‘I wanted to show other young parents that you can actually have it all’ – The Irish Times
Being a young parent can often result in looks of derision, rude questions and a genuine fear of not being good enough. For Rebecca Ryan, these confrontations became the driving force behind her decision to return to education following the birth of her first child.
Ms Ryan was studying English and Media at the University of Limerick (UL) when she became pregnant with her daughter Sadie at the age of 20.
She hadn’t been enjoying the course in the first instance and when she conceived, she decided she “wanted to focus on being a mother for a little while”.
“I was very military about how things went, and everything had to run like clockwork. I’ve always been like that, I’ve always been very organised. I decided from the get-go, I was going to make a routine and she was going to have to stick to it,” the now 24-year-old says of her shift to motherhood, laughing.
“It was a bit different, but sometimes change is good. I was very happy to be a stay-at-home mam for a little while but I couldn’t do it forever.”
Following the support of her partner and their families, she decided to return to education when Sadie was 1½.
“I was doing a bookkeeping and payroll course with Limerick college of further education. I came across the accounting technicians apprenticeship by chance, I just saw an Instagram post, and it looked really interesting. I realised I really liked accountancy and really enjoyed it,” she said.
Her new field is vastly different from her first course, she acknowledges, a purposeful decision due to the job opportunities.
“To be honest, finance was more secure. My father owns his own business, I had helped my mum with the accounts side and getting it ready for the accountant.

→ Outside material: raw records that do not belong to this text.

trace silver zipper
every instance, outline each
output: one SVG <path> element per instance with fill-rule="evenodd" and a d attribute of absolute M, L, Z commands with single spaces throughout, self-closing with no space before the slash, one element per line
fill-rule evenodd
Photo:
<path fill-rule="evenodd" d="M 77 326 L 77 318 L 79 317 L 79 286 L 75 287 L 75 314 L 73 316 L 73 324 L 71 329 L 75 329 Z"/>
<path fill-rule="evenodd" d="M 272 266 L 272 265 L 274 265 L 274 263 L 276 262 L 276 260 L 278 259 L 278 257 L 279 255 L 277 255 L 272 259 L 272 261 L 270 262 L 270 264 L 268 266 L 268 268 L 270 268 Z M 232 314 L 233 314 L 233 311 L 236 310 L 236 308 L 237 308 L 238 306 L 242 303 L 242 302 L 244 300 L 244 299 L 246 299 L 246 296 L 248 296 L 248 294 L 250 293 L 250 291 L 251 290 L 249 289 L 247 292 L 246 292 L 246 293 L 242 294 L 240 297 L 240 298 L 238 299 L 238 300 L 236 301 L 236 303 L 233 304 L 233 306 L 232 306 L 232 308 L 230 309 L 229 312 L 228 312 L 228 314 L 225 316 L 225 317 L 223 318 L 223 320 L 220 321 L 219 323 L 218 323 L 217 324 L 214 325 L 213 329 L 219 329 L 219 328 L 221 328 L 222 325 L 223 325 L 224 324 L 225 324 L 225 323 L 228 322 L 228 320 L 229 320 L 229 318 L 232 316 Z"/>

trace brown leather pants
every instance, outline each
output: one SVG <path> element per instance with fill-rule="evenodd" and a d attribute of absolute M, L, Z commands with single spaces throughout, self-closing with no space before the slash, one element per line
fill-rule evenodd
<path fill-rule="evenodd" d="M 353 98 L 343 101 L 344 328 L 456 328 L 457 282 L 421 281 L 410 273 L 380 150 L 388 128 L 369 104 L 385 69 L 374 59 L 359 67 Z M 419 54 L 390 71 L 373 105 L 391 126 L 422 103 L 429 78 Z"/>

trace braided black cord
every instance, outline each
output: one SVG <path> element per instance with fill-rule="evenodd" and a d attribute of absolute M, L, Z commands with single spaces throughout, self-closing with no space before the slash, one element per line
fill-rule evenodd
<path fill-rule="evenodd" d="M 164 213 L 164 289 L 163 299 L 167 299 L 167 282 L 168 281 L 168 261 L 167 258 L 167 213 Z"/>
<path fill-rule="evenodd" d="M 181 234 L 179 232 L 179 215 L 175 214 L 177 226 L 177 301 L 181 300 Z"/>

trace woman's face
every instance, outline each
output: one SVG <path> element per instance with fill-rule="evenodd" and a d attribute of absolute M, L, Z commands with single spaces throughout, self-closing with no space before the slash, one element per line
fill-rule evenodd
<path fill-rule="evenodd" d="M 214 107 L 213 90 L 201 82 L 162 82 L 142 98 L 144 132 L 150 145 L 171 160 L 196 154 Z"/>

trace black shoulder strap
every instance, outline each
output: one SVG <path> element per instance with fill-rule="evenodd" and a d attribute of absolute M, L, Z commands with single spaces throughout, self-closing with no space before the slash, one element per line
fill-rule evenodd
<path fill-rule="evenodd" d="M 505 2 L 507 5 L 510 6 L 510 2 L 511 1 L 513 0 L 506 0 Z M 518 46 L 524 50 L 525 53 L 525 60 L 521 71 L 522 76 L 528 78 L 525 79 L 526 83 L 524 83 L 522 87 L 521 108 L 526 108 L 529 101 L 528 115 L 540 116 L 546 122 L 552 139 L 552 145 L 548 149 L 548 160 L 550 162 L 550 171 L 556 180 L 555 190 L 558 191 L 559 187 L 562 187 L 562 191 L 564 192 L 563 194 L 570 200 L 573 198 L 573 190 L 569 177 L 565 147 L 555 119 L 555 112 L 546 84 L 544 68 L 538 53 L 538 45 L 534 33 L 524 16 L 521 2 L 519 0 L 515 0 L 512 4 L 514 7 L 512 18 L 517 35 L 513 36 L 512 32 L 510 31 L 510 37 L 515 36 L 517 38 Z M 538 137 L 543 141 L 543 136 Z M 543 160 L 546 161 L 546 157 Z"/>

I knew I liked the work, it’s either black or white,” she says.
“When I came across the bookkeeping and payroll course, I knew it was a secure industry. It’s recession-proof and I just thought it was the best bet to make, and I really enjoyed it.”
She adds: “I wasn’t a mathematical person in school, I did ordinary maths. I didn’t even entertain it when I was 18, it wasn’t until I had someone relying on me to provide that I thought I wanted to do something more stable and secure.”
Returning to education this time was different, but made easier by the fantastic support network she has, Ms Ryan says.
“I have so many people who have my back and help me to keep going. My partner was studying mechanical engineering at the same time, so she was able to go into the creche in UL. That was really handy,” she adds.
“There was a lot of help academically, they [their families] took Sadie for a few hours while I studied. It’s not the usual, I’m aware there are so many young parents who don’t have that support, I’ve just been very lucky.”
Despite the challenges it brought, Ms Ryan says it was worth it: “It was hard, but you have someone relying on you, it’s not just you, which kind of drives you more to be better and do better.”
Ms Ryan has now completed her bookkeeping and payroll course, and is currently undertaking the Accounting Technicians of Ireland apprenticeship.
Under the programme, participants attend college one day a week and work the other four days. Apprentices are given a training schedule of things they should learn at work, and are assigned a mentor, which is normally an accountant. It is a two-year programme, in which apprentices earn at least €21,060 a year.
Being able to earn while she learned was a particular bonus since she has a family to provide for, adding that she didn’t feel like she had to sacrifice anything, but instead just become good at time management.
“Last summer, I applied for the apprenticeship. I went through the application process, I interviewed at Clare County Council, I got the job and I’ve been here since. For me, I’m in the finance department. There are other sections, there’s the cash office, accounts payable, bank payroll,” she says.
“I’ve been put into all of those sections for a period of six months, so I got very large exposure to all of the mechanics of a finance department, as well as providing support to the accountants. It’s been a very wide experience.”
Long-term, Ms Ryan hopes to become a forensic accountant before the age of 30, though her medium-term ambition is to go into industry.
“There are three more years worth of exams to become an accountant without the apprenticeship. There are some exemptions given to accountancy bodies,” she said.
“So, for example, chartered accountants, I would have four exemptions. They’re spread over three years, and with each year the exams tend to get more substantially difficult. It’s a long road, but it is certainly worth it.”
And what is it about the challenge that makes it worth it? The job security and finance for one, but also the opportunity to prove to herself that she is capable of doing whatever she sets her mind to.
“While I was pregnant, you get thrown the dirty looks, you overhear the comments that people don’t think you hear, or you’re told, ‘Aren’t you so lucky that he stuck around, you better hold on to him now’. There is this image that we have of young parents, and especially young mothers, and that was kind of a driving force for me,” she says.
“There’s nothing wrong with [staying at home], that’s sometimes how the cookie crumbles, but I kind of wanted to prove it to me as a young parent. I wanted to show other young parents as well that you can actually have it all. It’s bloody hard, but you can. I didn’t want to just be someone on the Dole. I wanted to prove everyone wrong.”